Following his treatment, his wife has been cancer-free for 11 years.
“We’ve been there, so I think it helps guide other people as well,” Clark said.
“I also have a much deeper understanding of the psychological impact of breast cancer.”
Patients walking through the Women’s Imaging Center are greeted by what Clark describes as a huge team.
In addition to itself, it has Billimoria, dedicated surgical medical assistants, nurse in officer, nurse navigator, breast radiologists and more.
Clark said Indiana Regional is building a program that will serve generations of patients.
“I just think we have a great team,” he said.
There’s also a UPMC Hillman Cancer Center on the Indiana campus, a physical therapist who’s trained in lymphedema to help patients, and Rebecca Williamson’s renewed Breast Cancer Self-Care Nutrition Program.
“We’ve improved our game on every level,” Clark said.
Center of Excellence
The American College of Radiology has provided the hospital with national accreditation for breast center programs.

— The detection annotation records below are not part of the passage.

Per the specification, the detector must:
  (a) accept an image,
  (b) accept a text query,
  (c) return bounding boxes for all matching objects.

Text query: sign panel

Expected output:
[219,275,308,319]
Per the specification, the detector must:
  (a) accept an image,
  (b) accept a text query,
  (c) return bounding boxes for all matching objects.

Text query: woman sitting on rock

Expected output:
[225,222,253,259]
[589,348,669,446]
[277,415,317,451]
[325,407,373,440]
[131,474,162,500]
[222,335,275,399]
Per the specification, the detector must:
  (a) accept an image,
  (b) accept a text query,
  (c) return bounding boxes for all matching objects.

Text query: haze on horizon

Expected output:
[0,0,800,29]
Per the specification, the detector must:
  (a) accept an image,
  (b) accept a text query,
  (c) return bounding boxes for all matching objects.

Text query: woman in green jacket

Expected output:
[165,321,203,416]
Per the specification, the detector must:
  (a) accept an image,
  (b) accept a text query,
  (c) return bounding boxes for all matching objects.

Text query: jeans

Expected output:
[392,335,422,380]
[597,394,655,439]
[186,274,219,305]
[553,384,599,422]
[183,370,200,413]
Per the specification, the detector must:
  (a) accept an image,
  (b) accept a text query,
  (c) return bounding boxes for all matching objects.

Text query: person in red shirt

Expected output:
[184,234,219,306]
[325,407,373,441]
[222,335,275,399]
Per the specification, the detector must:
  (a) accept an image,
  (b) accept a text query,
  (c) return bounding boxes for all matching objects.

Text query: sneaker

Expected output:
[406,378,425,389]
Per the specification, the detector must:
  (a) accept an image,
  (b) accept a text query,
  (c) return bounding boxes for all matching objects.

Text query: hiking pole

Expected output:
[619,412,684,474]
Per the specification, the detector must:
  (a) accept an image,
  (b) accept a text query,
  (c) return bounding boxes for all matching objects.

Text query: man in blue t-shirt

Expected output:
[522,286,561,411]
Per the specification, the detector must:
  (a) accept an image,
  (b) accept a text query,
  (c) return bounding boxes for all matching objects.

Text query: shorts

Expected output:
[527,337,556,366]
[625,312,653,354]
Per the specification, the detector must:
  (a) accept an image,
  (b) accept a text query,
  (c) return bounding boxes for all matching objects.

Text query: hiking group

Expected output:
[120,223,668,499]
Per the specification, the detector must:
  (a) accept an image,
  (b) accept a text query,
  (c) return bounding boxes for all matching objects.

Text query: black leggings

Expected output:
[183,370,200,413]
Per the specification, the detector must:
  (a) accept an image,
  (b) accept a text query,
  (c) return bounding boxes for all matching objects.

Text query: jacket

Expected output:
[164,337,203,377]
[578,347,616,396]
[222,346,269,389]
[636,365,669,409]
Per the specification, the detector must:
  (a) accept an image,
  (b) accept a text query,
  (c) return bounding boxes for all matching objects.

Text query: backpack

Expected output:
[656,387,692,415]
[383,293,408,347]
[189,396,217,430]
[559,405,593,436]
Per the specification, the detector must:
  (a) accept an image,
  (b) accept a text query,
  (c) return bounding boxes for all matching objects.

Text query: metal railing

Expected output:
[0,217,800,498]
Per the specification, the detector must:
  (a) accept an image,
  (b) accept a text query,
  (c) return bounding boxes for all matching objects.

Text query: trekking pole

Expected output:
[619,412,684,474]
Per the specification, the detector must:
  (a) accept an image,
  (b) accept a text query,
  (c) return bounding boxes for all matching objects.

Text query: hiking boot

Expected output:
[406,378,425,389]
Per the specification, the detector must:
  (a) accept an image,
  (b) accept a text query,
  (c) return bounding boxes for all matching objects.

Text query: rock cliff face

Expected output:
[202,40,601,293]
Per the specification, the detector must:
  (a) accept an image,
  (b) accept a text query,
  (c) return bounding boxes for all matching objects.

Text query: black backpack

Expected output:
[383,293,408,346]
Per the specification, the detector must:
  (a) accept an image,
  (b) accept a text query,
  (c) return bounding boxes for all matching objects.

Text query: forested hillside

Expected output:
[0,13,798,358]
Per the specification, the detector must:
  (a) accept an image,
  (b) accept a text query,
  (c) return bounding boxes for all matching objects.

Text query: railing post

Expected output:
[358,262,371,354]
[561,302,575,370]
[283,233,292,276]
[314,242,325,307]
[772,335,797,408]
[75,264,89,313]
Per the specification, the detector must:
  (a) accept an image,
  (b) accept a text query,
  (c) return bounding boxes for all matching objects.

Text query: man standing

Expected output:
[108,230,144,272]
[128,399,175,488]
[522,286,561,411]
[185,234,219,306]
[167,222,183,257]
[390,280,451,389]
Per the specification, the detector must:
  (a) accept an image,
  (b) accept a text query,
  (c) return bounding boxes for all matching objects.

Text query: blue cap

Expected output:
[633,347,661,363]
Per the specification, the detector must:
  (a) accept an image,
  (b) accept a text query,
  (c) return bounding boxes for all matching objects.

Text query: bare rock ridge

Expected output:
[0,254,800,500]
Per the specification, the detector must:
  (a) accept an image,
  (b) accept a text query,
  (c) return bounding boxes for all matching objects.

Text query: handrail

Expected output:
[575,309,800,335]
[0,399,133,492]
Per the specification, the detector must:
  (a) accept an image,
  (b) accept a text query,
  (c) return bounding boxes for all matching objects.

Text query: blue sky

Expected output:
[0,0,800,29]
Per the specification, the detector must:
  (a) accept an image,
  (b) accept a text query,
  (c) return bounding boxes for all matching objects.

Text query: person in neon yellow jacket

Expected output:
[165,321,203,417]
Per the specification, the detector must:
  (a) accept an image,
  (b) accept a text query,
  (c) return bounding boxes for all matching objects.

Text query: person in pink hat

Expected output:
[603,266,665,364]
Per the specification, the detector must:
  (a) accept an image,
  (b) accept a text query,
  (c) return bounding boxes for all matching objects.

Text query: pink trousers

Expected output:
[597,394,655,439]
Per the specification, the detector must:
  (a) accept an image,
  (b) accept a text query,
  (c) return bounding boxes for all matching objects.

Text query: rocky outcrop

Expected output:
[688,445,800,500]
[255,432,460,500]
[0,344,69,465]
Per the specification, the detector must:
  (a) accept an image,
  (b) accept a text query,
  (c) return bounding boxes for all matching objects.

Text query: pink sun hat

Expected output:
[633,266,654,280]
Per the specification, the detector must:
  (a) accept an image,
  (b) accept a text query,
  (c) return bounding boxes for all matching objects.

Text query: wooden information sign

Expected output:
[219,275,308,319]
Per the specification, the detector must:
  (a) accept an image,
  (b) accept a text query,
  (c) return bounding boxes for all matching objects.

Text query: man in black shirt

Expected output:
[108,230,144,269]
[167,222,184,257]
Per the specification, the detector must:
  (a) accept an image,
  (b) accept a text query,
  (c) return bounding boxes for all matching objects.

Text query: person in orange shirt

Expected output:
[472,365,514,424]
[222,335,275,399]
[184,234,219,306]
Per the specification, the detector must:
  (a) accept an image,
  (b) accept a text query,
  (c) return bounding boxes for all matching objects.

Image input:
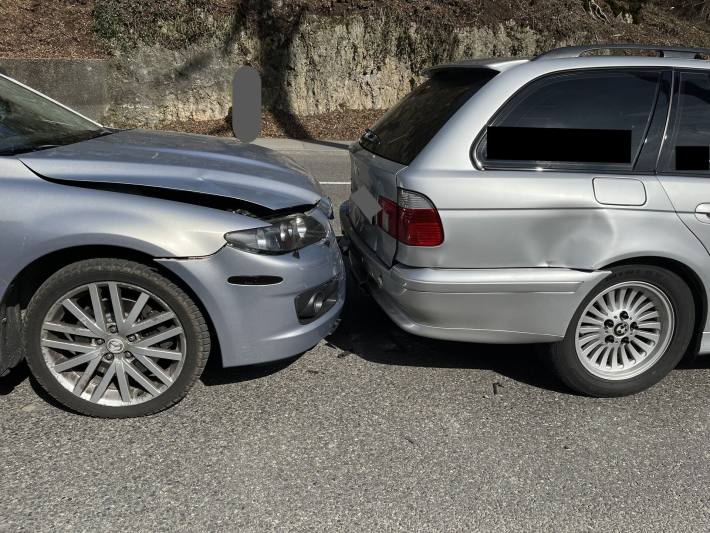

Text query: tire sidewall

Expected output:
[553,266,695,396]
[23,261,207,418]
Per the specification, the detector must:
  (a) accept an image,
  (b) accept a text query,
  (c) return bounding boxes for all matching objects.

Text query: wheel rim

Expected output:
[575,281,675,380]
[40,281,186,407]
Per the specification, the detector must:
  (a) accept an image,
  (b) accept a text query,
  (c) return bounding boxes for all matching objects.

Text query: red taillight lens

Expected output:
[377,189,444,246]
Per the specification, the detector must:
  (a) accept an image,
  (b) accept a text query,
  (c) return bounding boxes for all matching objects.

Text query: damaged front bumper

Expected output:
[158,229,345,367]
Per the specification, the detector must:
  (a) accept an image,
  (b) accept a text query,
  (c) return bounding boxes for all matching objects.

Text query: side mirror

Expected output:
[232,65,261,143]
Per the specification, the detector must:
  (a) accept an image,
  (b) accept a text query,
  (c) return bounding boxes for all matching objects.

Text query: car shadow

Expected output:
[327,286,576,394]
[0,361,30,396]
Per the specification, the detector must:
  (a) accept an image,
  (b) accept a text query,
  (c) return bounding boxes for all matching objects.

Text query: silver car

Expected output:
[341,45,710,396]
[0,76,345,417]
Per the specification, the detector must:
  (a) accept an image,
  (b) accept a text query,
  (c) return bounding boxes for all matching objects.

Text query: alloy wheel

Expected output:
[40,281,186,407]
[575,281,675,380]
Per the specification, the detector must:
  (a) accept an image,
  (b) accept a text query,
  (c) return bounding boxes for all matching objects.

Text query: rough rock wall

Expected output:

This means that the center is a “Center of Excellence in Breast Imaging”.
According to the ACR website, the honor “is awarded to breast imaging centers that achieve excellence in seeking and achieving accreditation in all of the ACR’s voluntary breast imaging accreditation programs and modules. , in addition to the mandatory mammography certification program”.
To apply, center managers were required to participate in the National Mammography Database Registry, conduct ongoing self-assessment, and undergo a comprehensive assessment of the medical imaging facility, including structure and outcomes.
They also had to be fully accredited by the ACR in stereotactic breast biopsy, mammography, breast MRI and breast ultrasound, including the ultrasound-guided breast biopsy module.
Because IRMC received the title, the facility is recognized as a “Center of Excellence in Breast Imaging” for three years.
Earning that designation was one of Clark’s primary goals when he was drafted to the Indiana facility four years ago.
“It’s so great because every aspect of everyone here said, ‘What do we need to do? ” he said.
Clark noted that becoming a nationally accredited facility was no easy task.
There is also a lot of continuing education involved in the accreditation regarding himself and Billimoria.
“You have to stay on top of things,” Clark said.
Billimoria said she and Clark must complete two hours of continuing medical education a year, particularly in the area of breast cancer, to maintain their accreditation.
Clark has to do two extra hours in genetics every year because he is involved in genetic counseling and genetic testing of cancer samples.